Avoid sending feedback through text, email, or phone unless it's something that doesn't relate to a specific deliverable. Scattered feedback across multiple channels is the #1 cause of things getting missed.

What good feedback looks like

Be specific

Instead of thisTry this
"I don't love the homepage""The hero section feels too busy. Can we simplify it to just the headline and one CTA?"
"The colors are off""The blue on the services page is too dark. Can we lighten it to match the logo?"
"Can you fix the copy?""On the About page, second paragraph, change 'we provide solutions' to 'we build systems'"

Be consolidated

One detailed comment covering everything is better than 10 separate messages sent over a few days.

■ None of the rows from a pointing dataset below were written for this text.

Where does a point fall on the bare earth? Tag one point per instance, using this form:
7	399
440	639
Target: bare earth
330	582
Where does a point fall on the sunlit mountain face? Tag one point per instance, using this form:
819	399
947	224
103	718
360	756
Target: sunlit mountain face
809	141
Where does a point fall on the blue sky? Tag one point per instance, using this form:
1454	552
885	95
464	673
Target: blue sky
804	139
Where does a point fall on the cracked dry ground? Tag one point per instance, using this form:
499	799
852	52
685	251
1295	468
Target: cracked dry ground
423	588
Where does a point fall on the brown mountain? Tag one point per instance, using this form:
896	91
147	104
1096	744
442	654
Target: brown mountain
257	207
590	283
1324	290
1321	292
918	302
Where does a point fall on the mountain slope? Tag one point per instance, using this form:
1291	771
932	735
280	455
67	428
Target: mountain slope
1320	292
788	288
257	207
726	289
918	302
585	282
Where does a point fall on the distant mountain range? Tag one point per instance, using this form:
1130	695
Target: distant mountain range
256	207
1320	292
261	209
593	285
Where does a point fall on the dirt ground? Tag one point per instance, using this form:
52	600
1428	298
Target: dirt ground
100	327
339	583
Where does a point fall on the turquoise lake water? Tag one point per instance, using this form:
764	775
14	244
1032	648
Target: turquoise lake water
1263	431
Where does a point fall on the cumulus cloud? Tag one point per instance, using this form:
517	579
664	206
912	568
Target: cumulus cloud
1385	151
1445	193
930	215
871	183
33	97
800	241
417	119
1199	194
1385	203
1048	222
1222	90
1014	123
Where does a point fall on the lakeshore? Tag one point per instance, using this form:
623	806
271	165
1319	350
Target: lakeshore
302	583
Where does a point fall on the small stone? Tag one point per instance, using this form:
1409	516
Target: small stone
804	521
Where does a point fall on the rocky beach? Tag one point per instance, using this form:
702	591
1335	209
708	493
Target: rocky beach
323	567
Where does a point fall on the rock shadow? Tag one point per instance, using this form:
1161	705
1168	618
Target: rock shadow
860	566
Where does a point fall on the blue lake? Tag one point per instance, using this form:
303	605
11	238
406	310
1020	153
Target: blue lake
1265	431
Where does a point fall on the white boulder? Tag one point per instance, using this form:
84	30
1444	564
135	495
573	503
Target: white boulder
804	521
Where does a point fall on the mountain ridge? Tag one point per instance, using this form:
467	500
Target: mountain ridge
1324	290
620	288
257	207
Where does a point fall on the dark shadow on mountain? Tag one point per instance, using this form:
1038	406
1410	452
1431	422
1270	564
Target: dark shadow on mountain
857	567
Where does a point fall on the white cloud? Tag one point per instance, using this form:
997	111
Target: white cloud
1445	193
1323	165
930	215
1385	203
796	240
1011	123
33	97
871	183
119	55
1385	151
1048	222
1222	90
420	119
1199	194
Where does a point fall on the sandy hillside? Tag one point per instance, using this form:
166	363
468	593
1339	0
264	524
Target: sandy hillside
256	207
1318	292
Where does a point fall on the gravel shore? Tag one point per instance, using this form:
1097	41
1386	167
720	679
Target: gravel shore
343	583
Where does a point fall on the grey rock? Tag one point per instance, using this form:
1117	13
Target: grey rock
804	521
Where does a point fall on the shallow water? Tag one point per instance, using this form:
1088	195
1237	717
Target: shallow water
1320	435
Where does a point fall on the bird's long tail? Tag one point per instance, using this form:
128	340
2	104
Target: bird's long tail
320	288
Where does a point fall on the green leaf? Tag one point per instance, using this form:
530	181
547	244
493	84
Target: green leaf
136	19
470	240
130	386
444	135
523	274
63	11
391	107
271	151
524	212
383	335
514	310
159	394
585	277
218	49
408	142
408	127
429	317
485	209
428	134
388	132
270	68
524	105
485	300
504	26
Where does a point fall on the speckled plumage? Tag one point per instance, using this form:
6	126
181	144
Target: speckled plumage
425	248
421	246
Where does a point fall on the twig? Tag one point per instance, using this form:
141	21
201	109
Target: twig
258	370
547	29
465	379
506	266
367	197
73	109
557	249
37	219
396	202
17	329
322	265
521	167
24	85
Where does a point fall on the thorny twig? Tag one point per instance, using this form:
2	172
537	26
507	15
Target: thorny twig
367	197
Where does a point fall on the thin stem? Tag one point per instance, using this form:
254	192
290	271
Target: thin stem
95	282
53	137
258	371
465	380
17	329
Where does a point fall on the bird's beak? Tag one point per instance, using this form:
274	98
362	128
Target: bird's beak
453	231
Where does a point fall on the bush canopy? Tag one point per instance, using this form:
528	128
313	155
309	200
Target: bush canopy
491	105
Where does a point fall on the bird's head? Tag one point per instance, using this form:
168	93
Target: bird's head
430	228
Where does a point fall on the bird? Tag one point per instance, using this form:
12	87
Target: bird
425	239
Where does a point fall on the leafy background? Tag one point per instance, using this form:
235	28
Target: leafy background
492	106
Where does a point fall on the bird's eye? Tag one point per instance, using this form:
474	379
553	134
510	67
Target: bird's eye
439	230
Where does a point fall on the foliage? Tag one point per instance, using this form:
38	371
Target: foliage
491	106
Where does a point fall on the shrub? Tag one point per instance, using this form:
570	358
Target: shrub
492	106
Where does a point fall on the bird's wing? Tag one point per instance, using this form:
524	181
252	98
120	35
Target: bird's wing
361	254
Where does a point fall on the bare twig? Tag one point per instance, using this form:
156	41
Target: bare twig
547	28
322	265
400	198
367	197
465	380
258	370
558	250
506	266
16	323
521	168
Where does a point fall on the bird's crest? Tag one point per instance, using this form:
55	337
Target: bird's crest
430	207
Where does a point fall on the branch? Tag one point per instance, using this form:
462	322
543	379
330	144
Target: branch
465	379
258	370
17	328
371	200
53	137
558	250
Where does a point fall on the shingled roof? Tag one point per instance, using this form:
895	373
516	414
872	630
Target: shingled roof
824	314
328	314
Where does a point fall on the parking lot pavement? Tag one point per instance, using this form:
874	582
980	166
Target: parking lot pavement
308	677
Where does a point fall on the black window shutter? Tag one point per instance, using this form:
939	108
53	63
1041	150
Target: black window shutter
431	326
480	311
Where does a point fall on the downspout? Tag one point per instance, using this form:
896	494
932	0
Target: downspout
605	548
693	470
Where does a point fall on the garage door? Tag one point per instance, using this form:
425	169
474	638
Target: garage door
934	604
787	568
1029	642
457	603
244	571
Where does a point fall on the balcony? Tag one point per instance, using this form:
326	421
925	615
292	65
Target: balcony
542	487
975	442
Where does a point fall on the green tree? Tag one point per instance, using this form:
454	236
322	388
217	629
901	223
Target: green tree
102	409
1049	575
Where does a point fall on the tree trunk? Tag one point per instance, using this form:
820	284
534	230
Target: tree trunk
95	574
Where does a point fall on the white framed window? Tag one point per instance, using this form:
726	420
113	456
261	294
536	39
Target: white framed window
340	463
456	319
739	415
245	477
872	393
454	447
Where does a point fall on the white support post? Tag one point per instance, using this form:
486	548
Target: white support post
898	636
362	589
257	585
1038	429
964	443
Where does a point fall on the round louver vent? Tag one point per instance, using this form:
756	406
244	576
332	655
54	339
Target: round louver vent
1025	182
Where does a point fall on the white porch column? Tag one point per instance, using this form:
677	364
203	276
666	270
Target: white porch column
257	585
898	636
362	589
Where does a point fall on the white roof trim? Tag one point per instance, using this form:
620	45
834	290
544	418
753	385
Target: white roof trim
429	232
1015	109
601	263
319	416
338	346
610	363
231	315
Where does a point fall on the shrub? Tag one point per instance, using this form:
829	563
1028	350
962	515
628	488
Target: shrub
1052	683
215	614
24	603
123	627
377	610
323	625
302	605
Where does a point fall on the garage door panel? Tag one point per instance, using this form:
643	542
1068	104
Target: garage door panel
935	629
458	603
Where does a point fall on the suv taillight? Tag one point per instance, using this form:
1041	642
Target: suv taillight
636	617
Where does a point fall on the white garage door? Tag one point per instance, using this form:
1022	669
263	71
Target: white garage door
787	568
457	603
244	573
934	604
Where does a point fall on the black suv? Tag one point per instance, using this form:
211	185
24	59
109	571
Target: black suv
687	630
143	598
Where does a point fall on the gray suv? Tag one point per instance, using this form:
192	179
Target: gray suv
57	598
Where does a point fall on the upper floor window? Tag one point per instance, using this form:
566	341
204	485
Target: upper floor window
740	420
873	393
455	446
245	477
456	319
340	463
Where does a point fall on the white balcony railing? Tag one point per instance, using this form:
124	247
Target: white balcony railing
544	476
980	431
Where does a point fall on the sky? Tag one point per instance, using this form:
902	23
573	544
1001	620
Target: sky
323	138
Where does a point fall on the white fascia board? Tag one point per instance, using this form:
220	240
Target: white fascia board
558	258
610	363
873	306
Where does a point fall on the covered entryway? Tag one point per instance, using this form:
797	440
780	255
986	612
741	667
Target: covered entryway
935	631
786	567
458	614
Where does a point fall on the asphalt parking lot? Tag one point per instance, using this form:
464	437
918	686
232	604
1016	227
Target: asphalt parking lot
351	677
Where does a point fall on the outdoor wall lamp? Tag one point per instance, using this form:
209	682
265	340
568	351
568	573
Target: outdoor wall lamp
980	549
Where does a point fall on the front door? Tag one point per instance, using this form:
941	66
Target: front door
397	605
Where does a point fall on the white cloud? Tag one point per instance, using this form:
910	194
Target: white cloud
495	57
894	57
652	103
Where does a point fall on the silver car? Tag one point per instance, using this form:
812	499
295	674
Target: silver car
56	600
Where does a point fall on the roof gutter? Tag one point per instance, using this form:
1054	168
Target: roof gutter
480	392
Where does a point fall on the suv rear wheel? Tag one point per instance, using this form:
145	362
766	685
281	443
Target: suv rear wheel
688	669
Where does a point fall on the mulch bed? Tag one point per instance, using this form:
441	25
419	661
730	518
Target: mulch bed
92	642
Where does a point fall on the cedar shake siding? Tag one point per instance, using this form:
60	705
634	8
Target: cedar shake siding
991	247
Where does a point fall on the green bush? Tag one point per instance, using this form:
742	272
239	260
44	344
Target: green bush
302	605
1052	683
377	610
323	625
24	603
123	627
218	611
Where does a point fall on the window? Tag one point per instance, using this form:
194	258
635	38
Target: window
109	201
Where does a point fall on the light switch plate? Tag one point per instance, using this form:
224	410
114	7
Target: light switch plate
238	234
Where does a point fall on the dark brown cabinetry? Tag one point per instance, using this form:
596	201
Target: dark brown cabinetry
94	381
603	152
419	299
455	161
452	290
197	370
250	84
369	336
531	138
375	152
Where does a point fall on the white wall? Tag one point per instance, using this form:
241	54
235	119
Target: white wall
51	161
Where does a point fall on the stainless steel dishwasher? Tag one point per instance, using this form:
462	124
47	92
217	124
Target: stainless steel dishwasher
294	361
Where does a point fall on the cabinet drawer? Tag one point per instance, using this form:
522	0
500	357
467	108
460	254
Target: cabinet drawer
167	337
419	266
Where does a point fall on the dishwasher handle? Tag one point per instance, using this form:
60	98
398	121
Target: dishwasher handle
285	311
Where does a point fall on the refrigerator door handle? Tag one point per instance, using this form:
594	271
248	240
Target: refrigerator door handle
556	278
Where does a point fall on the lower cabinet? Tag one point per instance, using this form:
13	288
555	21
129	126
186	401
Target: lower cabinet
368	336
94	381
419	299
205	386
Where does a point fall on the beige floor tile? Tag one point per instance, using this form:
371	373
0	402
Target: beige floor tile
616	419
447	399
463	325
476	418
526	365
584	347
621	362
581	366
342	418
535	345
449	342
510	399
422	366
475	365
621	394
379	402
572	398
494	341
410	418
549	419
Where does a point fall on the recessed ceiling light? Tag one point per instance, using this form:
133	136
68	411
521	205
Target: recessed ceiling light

Take the time to review the full deliverable, write up all your notes, and submit them together.

Reference specifics

  • Name the page
  • Point to the section
  • Quote the exact text you want changed
  • Include a screenshot if it helps

Revision rounds

Most projects include revision rounds (the number is in your proposal). A revision round is one consolidated set of feedback covering adjustments within the approved scope.

What counts as a revision:

  • Layout adjustments
  • Copy edits
  • Color or font updates
  • Image swaps
  • Content reordering
  • Pipeline and automation tweaks (CRM projects)

What's outside a revision round:

  • New pages or sections
  • Complete rewrites
  • New functionality
  • Additional systems or integrations

Work outside the original scope is quoted separately. See Scope & Additional Work.

ℹ️
The goal is to get it right, not to limit feedback. If something doesn't feel right, say so. The revision process exists to make sure the final product is something you're proud of.